Je tenais à remercier comme il se doit mon consultant personnel, Pierre "Fula" Michi, récent détenteur d'une belle ceinture noire. Son esprit avisé ne fût pas de trop !
- Graphismes11/20
Le rendu est chiche et peu démonstratif. De la sobriété des environnements au vide despotique qui règne sur les menus, il y a un pas : celui du développement certainement contraint par des moyens limités et une obligation multiplates-formes sur current gen. Le travail sur l'animation, dont on était en droit d'attendre la perfection, est heureusement très satisfaisant, même s'il substitera des confusions dans le coeur des puristes quant à la représentation de certains mouvements.
- Jouabilité9/20
Entre instinctivité d'un rythm game et adversité d'un Virtua Fighter, David Douillet Judo veut se proposer aux connaisseurs comme aux autres. Mais le joueur déconnecté des tatamis regrettera l'absence de résistance de l'adversaire et, de fait, la durée de vie très réduite. Le gourou de ce sport sera rapidement désolé par l'accumulation de vulgarisations, de facilités, voire de graves absences dans le déroulement des rencontres. Mais avec sa perméabilité, et la réussite du multijoueurs, DDJ parvient tout de même à être un pont solide vers la (re)connaissance de ce sport.
- Durée de vie8/20
Le mode carrière n'est déjà pas des plus consistants, mais c'est bien l'incapacité des adversaires à se montrer entreprenants et résistants qui empaille définitivement la notion de challenge.

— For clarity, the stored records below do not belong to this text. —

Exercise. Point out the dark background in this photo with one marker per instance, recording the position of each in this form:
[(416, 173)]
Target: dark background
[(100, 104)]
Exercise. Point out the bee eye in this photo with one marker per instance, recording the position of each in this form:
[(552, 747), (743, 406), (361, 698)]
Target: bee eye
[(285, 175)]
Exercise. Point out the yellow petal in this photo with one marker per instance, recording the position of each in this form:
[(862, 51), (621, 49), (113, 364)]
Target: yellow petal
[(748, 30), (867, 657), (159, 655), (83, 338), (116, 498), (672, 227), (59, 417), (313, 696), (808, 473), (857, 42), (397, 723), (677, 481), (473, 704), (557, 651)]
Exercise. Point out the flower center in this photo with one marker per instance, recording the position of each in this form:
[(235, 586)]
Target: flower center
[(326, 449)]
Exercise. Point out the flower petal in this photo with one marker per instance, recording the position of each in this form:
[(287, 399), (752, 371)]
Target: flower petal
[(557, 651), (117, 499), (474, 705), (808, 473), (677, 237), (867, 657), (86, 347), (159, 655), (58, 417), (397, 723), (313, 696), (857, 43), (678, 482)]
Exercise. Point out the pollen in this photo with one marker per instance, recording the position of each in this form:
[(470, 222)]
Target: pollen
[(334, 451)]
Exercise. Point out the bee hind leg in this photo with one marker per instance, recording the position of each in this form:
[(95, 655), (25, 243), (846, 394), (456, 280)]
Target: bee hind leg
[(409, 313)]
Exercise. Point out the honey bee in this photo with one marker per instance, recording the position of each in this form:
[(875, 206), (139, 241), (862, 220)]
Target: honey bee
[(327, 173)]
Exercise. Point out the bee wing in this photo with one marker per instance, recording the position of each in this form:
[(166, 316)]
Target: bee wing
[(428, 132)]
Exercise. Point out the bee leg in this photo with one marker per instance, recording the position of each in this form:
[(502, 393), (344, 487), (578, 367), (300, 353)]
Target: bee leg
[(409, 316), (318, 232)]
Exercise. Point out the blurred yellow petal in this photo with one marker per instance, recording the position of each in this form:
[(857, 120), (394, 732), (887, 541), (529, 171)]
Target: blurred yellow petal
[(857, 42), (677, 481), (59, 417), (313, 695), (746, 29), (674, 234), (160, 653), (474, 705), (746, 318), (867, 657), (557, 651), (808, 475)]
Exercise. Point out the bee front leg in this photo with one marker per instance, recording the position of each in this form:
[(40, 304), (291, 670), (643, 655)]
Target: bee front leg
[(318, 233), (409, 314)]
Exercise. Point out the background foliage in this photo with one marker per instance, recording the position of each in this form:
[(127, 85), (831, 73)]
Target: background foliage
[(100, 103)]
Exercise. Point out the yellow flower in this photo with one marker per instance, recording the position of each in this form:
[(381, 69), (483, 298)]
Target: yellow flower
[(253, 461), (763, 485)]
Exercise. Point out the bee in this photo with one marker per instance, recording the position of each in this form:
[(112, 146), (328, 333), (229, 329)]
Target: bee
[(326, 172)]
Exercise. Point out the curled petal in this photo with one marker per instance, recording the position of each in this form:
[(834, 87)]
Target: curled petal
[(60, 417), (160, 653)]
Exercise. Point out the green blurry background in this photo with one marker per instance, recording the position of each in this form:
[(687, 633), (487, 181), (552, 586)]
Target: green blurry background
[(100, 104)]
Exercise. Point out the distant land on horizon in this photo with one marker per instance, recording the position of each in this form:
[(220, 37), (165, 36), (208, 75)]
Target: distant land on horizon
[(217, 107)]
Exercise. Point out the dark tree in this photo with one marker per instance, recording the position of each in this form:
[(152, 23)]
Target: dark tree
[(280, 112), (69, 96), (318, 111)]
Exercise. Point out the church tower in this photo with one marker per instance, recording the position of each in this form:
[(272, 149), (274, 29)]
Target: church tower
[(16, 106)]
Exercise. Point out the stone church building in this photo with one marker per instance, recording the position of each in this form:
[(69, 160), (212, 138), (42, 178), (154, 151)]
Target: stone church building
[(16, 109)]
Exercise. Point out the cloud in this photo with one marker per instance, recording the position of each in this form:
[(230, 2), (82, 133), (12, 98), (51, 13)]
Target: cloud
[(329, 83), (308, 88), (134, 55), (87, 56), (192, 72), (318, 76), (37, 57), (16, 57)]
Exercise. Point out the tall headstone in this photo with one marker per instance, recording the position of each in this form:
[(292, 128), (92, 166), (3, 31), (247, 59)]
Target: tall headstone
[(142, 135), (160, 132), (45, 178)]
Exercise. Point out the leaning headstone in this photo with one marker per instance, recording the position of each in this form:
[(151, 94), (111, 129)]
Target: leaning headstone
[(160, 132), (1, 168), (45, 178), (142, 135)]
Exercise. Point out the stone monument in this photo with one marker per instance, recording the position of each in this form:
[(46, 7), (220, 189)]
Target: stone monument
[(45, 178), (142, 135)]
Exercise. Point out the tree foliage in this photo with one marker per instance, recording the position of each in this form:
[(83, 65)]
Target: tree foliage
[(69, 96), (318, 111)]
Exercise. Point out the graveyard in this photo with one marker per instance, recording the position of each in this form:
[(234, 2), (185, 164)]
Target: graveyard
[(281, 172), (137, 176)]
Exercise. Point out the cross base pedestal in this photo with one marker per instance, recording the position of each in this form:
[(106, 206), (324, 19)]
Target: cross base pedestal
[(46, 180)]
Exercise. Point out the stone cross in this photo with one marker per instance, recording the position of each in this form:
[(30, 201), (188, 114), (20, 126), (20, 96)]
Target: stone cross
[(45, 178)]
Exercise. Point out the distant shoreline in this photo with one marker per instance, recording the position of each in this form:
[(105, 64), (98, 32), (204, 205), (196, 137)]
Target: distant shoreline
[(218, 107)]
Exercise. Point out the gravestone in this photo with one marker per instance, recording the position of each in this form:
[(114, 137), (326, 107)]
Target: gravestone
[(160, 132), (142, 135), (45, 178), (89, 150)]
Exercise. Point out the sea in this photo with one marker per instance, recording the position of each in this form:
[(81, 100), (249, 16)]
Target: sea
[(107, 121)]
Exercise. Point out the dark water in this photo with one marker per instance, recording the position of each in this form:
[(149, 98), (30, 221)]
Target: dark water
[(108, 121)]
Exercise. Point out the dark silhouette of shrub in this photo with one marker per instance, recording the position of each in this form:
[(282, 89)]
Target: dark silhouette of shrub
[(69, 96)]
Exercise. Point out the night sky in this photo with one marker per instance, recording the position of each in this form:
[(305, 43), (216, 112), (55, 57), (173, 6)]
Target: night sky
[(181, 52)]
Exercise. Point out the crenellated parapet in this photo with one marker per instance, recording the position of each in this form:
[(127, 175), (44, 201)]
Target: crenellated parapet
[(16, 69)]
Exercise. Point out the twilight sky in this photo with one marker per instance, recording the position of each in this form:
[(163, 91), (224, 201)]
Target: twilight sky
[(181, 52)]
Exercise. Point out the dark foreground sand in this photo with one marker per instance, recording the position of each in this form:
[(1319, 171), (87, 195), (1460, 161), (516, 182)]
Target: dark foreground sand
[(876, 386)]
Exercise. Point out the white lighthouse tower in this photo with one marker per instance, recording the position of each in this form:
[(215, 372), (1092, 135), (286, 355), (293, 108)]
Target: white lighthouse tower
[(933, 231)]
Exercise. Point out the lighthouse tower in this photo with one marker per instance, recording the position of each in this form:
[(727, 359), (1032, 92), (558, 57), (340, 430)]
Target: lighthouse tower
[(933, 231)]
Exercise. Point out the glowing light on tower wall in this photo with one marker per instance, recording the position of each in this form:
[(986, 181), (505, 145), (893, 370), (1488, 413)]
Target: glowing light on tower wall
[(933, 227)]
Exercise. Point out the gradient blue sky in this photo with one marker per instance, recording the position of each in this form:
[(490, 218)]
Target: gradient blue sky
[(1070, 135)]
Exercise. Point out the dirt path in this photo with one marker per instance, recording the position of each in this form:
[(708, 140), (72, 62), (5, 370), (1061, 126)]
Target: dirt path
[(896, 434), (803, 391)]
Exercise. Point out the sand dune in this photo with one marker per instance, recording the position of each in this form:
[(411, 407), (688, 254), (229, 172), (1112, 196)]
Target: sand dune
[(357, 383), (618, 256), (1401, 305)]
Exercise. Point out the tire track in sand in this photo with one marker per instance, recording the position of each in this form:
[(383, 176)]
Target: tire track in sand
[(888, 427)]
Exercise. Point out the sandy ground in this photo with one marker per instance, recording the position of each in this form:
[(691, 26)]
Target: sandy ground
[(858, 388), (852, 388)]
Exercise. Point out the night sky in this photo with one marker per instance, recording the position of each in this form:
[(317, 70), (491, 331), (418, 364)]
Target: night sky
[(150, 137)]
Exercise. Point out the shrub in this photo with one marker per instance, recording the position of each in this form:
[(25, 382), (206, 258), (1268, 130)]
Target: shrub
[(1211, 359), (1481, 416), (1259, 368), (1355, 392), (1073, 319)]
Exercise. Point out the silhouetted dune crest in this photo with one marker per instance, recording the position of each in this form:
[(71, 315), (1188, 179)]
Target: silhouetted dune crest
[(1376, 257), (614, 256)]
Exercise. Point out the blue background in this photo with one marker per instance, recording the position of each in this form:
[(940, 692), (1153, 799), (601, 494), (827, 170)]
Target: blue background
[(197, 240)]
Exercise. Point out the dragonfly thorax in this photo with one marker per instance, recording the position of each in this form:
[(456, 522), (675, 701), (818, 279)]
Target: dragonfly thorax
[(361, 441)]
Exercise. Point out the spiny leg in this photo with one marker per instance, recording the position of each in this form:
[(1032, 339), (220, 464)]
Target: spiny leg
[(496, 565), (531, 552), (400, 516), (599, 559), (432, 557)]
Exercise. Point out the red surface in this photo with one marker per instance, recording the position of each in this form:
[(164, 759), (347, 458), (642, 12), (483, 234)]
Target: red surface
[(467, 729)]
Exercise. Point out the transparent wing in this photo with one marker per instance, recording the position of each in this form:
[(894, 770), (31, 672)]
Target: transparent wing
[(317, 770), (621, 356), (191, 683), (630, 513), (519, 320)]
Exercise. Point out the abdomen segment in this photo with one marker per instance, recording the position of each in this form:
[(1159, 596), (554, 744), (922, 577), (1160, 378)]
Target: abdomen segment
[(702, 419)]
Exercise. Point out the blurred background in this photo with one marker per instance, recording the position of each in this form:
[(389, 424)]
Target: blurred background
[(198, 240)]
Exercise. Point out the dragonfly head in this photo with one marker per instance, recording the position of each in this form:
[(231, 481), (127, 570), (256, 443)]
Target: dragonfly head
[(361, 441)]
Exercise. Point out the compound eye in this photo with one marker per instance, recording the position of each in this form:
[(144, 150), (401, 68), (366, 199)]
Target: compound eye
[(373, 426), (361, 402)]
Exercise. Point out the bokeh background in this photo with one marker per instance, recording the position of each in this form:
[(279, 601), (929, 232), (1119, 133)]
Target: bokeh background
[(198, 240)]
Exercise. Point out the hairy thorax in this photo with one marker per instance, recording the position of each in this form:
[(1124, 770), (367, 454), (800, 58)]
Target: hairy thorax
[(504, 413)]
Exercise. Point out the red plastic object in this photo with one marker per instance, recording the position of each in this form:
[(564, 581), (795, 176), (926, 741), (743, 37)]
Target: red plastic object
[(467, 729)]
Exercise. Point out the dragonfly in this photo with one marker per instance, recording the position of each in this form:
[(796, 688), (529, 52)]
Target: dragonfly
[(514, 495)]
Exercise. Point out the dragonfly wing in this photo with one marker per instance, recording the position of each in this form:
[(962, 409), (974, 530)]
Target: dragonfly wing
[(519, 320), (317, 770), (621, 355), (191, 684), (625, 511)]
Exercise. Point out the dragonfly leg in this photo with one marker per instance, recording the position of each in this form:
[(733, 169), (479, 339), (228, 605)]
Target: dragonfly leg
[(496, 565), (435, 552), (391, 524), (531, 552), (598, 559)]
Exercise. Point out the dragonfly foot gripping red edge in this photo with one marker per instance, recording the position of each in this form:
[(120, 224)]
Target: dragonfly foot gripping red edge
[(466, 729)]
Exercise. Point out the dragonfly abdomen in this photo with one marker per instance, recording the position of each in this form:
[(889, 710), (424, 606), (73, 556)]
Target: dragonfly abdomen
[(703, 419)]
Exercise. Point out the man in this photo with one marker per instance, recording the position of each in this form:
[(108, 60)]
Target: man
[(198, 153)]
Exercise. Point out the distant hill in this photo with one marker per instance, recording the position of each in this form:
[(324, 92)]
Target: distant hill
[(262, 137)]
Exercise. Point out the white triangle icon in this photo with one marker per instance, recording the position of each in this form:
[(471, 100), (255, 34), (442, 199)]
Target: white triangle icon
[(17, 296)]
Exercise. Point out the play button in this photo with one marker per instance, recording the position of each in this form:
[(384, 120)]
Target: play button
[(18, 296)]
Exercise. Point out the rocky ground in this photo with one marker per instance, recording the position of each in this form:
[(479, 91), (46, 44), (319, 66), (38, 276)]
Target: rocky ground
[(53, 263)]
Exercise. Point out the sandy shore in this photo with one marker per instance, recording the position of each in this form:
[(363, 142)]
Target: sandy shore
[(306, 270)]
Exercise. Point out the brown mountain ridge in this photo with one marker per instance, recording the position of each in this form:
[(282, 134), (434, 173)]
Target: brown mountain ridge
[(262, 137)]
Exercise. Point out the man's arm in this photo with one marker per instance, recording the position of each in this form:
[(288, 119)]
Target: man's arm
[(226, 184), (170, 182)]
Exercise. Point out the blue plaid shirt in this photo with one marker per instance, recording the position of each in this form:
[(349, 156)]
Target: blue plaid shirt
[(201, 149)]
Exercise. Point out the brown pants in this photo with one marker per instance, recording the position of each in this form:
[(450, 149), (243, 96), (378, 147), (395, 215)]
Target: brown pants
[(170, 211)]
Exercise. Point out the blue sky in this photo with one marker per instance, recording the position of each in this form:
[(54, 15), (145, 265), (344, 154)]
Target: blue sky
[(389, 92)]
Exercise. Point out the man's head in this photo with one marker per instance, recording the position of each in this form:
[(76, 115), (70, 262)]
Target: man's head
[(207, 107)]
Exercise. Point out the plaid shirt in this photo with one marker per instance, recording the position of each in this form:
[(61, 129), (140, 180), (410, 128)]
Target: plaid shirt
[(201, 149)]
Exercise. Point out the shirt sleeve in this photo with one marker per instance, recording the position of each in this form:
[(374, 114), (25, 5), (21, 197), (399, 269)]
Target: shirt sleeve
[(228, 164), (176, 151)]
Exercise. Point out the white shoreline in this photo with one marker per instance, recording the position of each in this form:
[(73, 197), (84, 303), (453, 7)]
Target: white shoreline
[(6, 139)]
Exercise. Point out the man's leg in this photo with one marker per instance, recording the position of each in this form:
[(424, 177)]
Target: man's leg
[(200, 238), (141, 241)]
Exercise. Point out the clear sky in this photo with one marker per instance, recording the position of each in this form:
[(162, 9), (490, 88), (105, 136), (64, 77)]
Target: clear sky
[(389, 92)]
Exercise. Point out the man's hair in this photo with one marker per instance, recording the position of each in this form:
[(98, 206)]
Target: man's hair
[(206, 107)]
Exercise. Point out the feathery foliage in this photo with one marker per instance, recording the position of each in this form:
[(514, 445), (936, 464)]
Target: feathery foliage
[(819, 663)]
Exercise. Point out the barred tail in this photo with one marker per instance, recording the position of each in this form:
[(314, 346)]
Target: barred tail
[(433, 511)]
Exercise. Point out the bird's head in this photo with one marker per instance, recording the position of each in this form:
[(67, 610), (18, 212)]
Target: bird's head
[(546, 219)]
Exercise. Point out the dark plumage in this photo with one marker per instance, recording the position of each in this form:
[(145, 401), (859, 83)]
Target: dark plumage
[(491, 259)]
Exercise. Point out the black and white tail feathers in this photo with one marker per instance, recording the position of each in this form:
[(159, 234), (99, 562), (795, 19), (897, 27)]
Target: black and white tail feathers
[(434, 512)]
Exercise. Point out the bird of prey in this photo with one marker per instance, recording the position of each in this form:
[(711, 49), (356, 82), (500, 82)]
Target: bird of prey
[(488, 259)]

Un degré de difficulté extrême dans la partie championnat est le seul versant solo à éprouver la motivation du joueur, qui aura enfin l'utilité d'apprendre par coeur les prises. En multijoueur, les parties, toujours aussi courtes mais bien plus dynamiques et variées, peuvent être enchaînées sans lassitude. Le très faible nombre de juokas limite considérablement les surprises et les expérimentations.
- Bande son8/20
David Douillet Judo est un titre plutôt silencieux. Une petite ambiance d'accroche pendant l'écran titre fait place à de rares voix : celle de l'ancien champion du Monde, de l'arbitre, des judokas en pleine action et du public. La boucle sonore de ce dernier est bien trop courte et sa répétition une centaine de fois par rencontre exaspère. Il manque chez les sportifs une certaine expressivité qui les aurait rendu moins falots.
- Scénario/
-
Cette évaluation chiffrée est une pondération entre un titre bien trop limité et simpliste, qui a malheureusement poussé la vulgarisation du Judo un peu trop loin, peut-être jusqu'à perdre le public de passionnés qui lui tendait les bras, et un jeu bien calibré pour la découverte du judo, de préférence à deux, et sans aide visuelle. Le regrettable manque de challenge et de contenu le confine cependant à un essai non transformé. Il serait vraiment dommage que 10Tacle Studios en reste là.